Binary is the simplest system. It’s base 2. So when you write a number, you use powers of two in the places, not ten. So the columns go from right to left like this:

2^{0} = 1
2^{1} = 2
2^{2} = 4
2^{3} = 8
2^{4} = 16
2^{5} = 32

and so on. You can only use a 0 and 1 in this case, and that makes sense. Why? Because, like base 10, you use a two-digit numeral to represent your base. What we think of as “2” in base ten becomes 10 in binary. It’s the base to the power of 1, just like it is in base 10 (which is called decimal, by the way). I’ll add that when you use the number 10 in decimal you call it “ten”, but when you use 10 in binary you call it ” one zero” to avoid confusion. If you call it “ten” then all the math people will laugh and make fun of you, and not invite you to their Star Trek marathon^{*}.

In binary, just like in base 10, we add the columns together to make a number. So let’s pick an arbitrary number, like 42^{†}. If we look to the powers of 2, we see it’s 2^{5} (32) + 2^{3} (8) + 2^{1}. So we’d write it in base 2 as 101010. You have to put in the zeroes as place holders, or else you can’t see what power is what. But that makes sense: it’s 1 x 2^{5} + 0 x 2^{4} + 1 x 2^{3} + 0 x 2^{2} + 1 x 2^{1} + 0 x 2^{0}: 101010.

It may seem more cumbersome than base 10, since 42 is only two digits in decimal but 6 in binary. True, but it’s really easy to represent numbers in base 2, since a 0 and 1 can be represented in lots of ways, like an arrow pointing up or down, or a section of a DVD with a tiny laser-burned microscopic pit or no tiny laser-burned microscopic pit, and so on. Anything that exists in two states (on/off, filled/empty) can be used to count in binary. Electric circuits do that, they can be made small and fast, and hey, don’t computers run on electricity?

So yeah. That’s why binary is used in computers.

**Will you still need me, will you still feed me, when I’m sixty-three?**

And finally, that brings us back to the date! November 11, 2011 is 11/11/11 or just 111111. And that looks like a binary number!

So what is binary 111111 in decimal form?

It’s 1 x 2^{0} + 1 x 2^{1} + 1 x 2^{2} + 1 x 2^{3} + 1 x 2^{4} + 1 x 2^{5} = 1 + 2 + 4 + 8 + 16 + 32 = **63**.

That’s just one less than the next higher power of two, 64 (2^{6}). In binary, a number full of 1s is like a decimal number full of 9s. Add one to it, and you bump up to the next power of your base.

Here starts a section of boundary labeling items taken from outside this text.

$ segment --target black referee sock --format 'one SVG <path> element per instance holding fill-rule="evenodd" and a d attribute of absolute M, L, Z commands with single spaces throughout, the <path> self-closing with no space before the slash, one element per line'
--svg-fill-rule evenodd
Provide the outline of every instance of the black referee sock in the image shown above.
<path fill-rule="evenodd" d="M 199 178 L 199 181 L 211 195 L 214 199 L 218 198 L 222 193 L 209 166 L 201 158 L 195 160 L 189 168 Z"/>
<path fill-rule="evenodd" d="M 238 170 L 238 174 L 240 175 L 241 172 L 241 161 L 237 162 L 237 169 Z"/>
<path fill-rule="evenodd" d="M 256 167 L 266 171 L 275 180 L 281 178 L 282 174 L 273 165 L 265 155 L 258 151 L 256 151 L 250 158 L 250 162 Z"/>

And that’s why some ~~dorks~~ people think today is cool. It’s the last binary number this year, and in fact we can’t get another date that looks like a binary number until 01/01/00, or January 1, 2100! That’s the first day of the last year of the 21st century. It’s a long wait.

And? That date will be 010100, or 20 in decimal.

I don’t know if people will hold binary parties tonight (you can either go or not go) or how they will celebrate – one person on Twitter said he’s getting married today, and I have to admire that – but for me, it’s just fun to think about the numbers.

But then, I’m a dork too.

**The Ramans do everything in threes…**

So I’ll leave you with a quiz. Base 3 (called ternary) is fun as well, and I don’t want to leave it out!

In base 3, you can use the numerals 0, 1 and 2. As it happens, today’s date consists of those numerals! So we can write out our entire date in ternary, including the full year: 11/11/2011. I ask you: what’s that in decimal? (Those of you who are in other parts of the world, where you’d say it’s 2011/11/11, you’re invited too). You could cheat and look it up online, but that’s no fun. Being a dork means doing it long hand sometimes!

And fun fun fun, as it happens, that ability to use a 2 means more dates in ternary are coming soon. So here’s a semi-trick question: when’s the next all-*ternary* date?

And, of course: **Happy binary 63 day!**

*Image credits: The Flickr streams of Kichigai Mentat, Joe Shlabotnik, goldberg, and sgilliesm all licensed under Creative Commons.*

^{*} Spare me the nerd rage, please. I’ll be watching Stargate.

^{†} OK, so it’s not arbitrary. It’s a pronic number!